GSX is a leading online K-12 after school tutoring service provider, focusing on high-GPM, livestream dual-teacher large class model. China’s online K-12 AST market is estimated to grow at 25.4% in 2020-25E, providing ample growth potential. GSX would rationalize ad spending, enhance customer satisfaction and increase retention rate to achieve more sustainable growth. Share price has been volatile recently due to policies and unwinding of hedge fund holdings. GSX trades at 4.5x FY21E P/S, below peers’ average of 6.2x and near the low-end of its P/S trading range.

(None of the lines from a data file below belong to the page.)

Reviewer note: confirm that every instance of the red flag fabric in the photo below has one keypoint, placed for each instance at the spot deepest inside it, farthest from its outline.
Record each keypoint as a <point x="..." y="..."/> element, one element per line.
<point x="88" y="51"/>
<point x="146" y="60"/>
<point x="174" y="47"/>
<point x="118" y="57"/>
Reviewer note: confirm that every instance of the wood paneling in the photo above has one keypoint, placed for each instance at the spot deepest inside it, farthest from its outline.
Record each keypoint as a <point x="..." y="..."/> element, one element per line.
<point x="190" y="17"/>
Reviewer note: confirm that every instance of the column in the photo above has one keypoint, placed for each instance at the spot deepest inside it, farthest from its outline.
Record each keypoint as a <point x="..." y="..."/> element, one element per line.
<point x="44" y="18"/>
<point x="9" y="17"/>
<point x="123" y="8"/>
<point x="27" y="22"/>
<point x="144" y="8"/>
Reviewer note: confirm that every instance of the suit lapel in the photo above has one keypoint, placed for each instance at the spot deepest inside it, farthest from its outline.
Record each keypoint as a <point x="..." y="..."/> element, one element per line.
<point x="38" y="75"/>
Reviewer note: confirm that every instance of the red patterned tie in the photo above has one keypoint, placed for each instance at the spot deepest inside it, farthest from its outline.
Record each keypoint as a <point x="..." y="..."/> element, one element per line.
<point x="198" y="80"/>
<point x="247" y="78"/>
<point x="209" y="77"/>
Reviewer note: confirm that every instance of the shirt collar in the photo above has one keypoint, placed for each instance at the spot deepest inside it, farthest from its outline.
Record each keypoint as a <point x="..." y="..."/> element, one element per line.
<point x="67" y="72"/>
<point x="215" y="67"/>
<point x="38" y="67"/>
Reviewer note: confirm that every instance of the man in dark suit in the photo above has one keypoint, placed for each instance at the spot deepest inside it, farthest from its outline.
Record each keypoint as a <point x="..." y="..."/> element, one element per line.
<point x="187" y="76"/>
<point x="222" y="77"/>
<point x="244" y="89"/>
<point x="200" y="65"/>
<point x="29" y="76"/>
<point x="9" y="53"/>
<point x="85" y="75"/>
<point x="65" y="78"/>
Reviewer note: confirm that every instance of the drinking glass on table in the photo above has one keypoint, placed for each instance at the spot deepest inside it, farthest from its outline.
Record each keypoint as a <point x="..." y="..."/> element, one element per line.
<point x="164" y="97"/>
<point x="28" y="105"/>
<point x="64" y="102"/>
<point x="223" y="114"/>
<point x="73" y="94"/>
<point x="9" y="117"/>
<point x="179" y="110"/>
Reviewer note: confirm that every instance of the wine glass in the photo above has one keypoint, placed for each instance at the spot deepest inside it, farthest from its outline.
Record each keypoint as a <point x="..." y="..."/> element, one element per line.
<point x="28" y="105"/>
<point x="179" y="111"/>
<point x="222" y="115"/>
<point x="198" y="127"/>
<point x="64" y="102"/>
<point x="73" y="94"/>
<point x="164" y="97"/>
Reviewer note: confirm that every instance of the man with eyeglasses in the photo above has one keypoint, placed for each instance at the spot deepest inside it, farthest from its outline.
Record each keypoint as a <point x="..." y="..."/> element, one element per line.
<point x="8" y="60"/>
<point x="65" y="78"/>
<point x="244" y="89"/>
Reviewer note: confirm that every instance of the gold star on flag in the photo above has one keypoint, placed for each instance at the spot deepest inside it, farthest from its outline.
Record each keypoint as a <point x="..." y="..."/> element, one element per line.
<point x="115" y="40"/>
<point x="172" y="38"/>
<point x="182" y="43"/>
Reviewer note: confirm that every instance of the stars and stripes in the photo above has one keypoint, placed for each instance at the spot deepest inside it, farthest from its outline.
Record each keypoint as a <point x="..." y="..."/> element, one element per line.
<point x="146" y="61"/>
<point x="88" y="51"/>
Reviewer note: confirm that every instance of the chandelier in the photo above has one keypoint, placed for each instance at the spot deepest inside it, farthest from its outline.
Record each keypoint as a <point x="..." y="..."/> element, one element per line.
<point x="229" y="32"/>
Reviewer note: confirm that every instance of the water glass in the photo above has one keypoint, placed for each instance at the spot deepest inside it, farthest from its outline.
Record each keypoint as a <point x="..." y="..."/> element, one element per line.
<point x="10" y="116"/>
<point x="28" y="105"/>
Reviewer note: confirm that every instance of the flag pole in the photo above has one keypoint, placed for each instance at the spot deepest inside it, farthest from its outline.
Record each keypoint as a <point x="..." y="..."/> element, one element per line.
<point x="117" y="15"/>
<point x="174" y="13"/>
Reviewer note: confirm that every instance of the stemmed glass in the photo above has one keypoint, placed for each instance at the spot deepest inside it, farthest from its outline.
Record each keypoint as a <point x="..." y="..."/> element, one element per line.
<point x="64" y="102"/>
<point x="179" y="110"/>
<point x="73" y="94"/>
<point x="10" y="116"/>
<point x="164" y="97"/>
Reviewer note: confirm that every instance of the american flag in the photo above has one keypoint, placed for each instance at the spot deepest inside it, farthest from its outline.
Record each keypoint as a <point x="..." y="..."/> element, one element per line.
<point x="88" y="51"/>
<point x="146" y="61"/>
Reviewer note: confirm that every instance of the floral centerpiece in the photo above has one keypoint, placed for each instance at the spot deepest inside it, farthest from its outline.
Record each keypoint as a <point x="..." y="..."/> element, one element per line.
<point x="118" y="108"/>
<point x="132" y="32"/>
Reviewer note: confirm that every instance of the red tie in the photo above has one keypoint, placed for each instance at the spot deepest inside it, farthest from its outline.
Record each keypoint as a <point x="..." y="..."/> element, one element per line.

- Rationalize ad spending to achieve sustainable growth. 4Q20 adj. net loss reduced QoQ from RMB864mn in 3Q20 to RMB554mn in 4Q20. OPM QoQ improved by 18.9ppt to -31.5% in 4Q20, led by 13% QoQ decrease of selling expenses. Operating cash flow returned to RMB636mn (vs RMB679mn outflow in 3Q20). After equity raising in Dec 2020, GSX had RMB7.7bn net cash in FY20 year-end. In 2020, online education sector sharply increased ad spending in 2020 as online education demand increased amid COVID-19 outbreak. News (source: qq.com) said the sector had raised RMB53.9bn in 2020 to replenish capital. GSX plans to reduce some ad spending in social media platforms (quite expensive and traffic overlapped) and explore new customer acquisition channels such as short-video, livestreaming platform, offline channels, etc.
- Enhance lesson quality to raise retention ratio. GSX lowered its student-to-tutor ratio from <300 in FY19 to <200 in FY20. Although this increased teachers’ costs, the reduced class size of after-class small group lesson improved customers’ satisfaction. Retention rate of primary grades courses increased in FY20. Higher retention ratio could save ad spending.
- Increase primary grades student mix to extend customer life-cycle. Primary grades student mix accounts for one-third of K-12 students. GSX targets to increase primarily student mix through better course quality. Coupled with increase in retention ratio, GSX could provide itself with more secondary grade students and could trim ad spending in future.
- Policies to come in 2021. MOE revealed it will release policies this year to further strengthen the regulation of K12 AST sector and reduce students’ workloads and burdens. We think the coming policies would accelerate sector consolidation and will be positive to leading sector players.
- FY21E outlook. GSX guided a 40-43% net revenue YoY growth in 1Q21E. The lowered growth (vs 137% in 4Q20) was mainly due to class scheduling impact from a later spring semester and a shorter winter break in 2021. Management expects growth rate to improve in 2H21E, supported by low base and adult courses, and targets 70-80% growth in FY21E. Key risks: (1) unwinding of hedge funds holdings, (2) policies.